İşçinin davasını değerli/kutsal saymamızın nedeni çok yalındır. Bedenini siper ederek, canından can vererek, yaşamak adına direndiği için bu yolda dönüş olmaz. Ailesine, başka hiçbir dayanağı olmadan, ekmek götürmek için bir kavganın içindedir. Hakkını almak ister. Doğuştan gelen, insan olmaktan kaynaklı haktan söz ediyorum. Yani insanlık kavgasının soylu “dava”sıdır bu. Patronsa; avukatlarıyla, düzen bekçisi savcısı, yargıcıyla “dava” açar. Evet, kapitalizmde kuvvetler ayrılığı yoktur. Dolayısıyla her davanın sonucu baştan bellidir. Kimi zaman vicdanlı kimselerin çıkıp, bu dengeyi bozması sonucu değiştirmez. Hatta kimi zaman düzen öyle ister.

Dün iki meczup, dava adamı saydıkları biri için göğüslerini siper edeceklerini söylemişler. Hukuk devletinde: Evlerindeki silahlardan, mermilerden, velhasıl bir tür iç savaş çıkarmaktan dem vurmuşlar. Ne de olsa delikanlılık çağında racon kesmek, hukuk yerine geçiyor. Bir kere kural şudur; kabadayı adam, böyle binlerce polisin, askerin, korumanın ardına saklanıp sallamaz.
Üstelik delikanlılık diye ortaya çıkıldığında güçsüzün yanında durmak gerekir. Mesela, bu meczuplar, biraz popoları sıkıyorsa, gitsinler işçinin yanında dursunlar… Ekmek kavgası veren, masum, hırsız olmayan, yalan söylemeyen insanların yanında… Bu pozlar, bu afra tafra, hep işi sulandırmak için, hakikat ortaya çıkmasın diyedir. Hukuk ancak böyle gölgelenir…

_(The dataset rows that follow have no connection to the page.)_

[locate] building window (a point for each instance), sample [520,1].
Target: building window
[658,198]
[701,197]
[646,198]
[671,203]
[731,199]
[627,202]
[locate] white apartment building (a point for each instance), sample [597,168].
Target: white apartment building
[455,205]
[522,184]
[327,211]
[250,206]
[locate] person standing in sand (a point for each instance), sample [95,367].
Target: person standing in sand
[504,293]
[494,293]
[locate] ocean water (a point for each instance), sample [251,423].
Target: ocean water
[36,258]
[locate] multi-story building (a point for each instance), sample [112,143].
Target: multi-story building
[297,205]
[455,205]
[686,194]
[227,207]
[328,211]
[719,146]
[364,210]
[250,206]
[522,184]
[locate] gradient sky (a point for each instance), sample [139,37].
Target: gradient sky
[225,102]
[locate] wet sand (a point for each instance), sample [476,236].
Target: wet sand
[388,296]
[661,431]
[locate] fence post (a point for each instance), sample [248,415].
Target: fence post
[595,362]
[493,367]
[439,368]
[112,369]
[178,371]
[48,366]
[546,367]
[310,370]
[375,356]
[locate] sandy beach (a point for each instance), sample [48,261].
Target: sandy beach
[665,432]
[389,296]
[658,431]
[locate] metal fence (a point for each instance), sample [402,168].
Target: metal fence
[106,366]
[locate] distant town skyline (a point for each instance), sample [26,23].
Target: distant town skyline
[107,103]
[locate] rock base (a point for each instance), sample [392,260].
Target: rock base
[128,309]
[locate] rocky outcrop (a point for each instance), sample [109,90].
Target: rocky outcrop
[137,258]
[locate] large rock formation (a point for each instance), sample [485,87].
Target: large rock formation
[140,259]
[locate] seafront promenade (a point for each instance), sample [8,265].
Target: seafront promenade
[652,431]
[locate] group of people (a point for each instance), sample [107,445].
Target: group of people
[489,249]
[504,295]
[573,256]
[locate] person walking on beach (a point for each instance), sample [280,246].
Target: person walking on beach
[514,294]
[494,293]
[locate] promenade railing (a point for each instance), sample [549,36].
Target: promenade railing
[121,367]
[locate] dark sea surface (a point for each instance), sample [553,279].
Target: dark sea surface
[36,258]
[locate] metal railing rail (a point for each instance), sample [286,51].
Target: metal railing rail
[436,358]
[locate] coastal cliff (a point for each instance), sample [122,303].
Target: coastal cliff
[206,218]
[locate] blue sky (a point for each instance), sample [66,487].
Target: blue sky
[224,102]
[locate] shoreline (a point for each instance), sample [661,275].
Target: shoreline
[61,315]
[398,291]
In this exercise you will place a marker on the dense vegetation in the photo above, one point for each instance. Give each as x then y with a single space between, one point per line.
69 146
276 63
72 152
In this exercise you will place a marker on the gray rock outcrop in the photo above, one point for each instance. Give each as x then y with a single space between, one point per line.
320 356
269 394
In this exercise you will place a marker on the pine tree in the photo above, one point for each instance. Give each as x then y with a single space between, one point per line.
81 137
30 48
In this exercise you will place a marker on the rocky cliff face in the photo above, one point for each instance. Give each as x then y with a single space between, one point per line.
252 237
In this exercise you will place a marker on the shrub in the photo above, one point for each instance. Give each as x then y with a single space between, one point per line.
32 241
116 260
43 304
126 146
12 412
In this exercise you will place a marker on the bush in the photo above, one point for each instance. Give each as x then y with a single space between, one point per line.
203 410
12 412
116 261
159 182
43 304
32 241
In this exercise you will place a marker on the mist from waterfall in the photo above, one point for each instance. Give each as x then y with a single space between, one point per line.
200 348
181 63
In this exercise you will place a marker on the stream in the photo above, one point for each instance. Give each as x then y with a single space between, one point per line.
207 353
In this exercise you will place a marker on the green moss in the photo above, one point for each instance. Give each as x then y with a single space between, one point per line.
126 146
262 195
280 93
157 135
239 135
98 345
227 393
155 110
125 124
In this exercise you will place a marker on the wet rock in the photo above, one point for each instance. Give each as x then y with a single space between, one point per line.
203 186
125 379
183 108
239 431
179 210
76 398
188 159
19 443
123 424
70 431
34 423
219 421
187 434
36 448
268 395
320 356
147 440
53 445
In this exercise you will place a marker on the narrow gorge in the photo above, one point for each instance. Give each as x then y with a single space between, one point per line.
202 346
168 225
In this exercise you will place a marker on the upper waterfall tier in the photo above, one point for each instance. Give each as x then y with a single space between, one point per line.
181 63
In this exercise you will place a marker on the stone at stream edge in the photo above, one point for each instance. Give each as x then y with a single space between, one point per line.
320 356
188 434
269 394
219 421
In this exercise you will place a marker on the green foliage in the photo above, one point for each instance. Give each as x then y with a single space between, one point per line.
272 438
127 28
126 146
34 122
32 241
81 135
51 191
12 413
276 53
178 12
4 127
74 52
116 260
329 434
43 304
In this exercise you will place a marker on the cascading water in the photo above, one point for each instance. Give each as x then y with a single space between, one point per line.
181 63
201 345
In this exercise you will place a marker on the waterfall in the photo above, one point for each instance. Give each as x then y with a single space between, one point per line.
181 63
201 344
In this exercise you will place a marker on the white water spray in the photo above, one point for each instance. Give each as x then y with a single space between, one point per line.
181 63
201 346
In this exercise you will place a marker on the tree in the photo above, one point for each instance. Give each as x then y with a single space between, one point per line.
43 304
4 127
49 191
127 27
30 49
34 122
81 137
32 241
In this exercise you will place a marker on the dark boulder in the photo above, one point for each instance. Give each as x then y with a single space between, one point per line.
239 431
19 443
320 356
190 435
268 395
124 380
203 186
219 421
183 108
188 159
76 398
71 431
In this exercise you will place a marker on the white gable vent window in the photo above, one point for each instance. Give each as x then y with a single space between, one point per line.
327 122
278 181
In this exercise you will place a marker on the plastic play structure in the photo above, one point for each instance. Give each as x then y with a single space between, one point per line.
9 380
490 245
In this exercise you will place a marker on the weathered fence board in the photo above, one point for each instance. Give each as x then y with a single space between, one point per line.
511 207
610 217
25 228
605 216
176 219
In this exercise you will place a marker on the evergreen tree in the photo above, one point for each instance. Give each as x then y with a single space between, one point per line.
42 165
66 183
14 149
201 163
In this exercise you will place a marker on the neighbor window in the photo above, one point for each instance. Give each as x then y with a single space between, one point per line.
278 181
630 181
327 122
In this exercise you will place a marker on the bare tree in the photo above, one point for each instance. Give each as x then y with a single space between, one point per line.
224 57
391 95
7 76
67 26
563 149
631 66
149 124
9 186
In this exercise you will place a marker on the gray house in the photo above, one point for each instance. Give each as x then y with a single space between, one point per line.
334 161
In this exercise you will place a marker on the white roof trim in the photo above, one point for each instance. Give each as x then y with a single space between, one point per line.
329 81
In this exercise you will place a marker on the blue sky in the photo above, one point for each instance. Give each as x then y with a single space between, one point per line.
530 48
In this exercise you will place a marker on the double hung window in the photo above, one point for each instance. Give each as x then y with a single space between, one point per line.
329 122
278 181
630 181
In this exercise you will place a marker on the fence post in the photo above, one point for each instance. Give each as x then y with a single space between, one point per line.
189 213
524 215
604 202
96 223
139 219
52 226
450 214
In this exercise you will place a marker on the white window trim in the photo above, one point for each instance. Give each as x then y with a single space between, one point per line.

Bugünlerde bana davalar açılıyor yine. Hukuk iktidarın bir aygıtı olduğu için gülümseyerek okuyorum metinleri. Denge şu: Yandaşlar ekrandan dileğince küfür edecek, saldıracak, yalan söyleyip iftira atacaklar, biz susacağız. Eğer tek çıt çıkarırsak, tepemize binecekler. Mertlik düellodan geçer, pusu kültürü geleneğinden gelen bunu anlamaz. Buyurun dava konularını ekranda tartışalım. Mesela “Kabataş Yalanı” iyi bir konu…

“Hukuk Felsefesi” hepimizim hassasiyetle üzerinde durmamız, öğrenmemiz gereken bir bilim. Hukukçuluk: Yetkinlik, görgü, kültür, vicdan ister. Bizim memlekette zor bulunur, biliyorum, böylesi hukuk insanları. Ama var az bile olsa.

Hoş Berkin’in katilini soranın ceza gördüğü, katilin korunduğu bir ülkede, hangi adalettir dağıtılan?
Her birimizin bir davası olacak elbet.

Büyük insanlık davası peşinde koşanlar mutlaka kazanacak, bu böyle biline!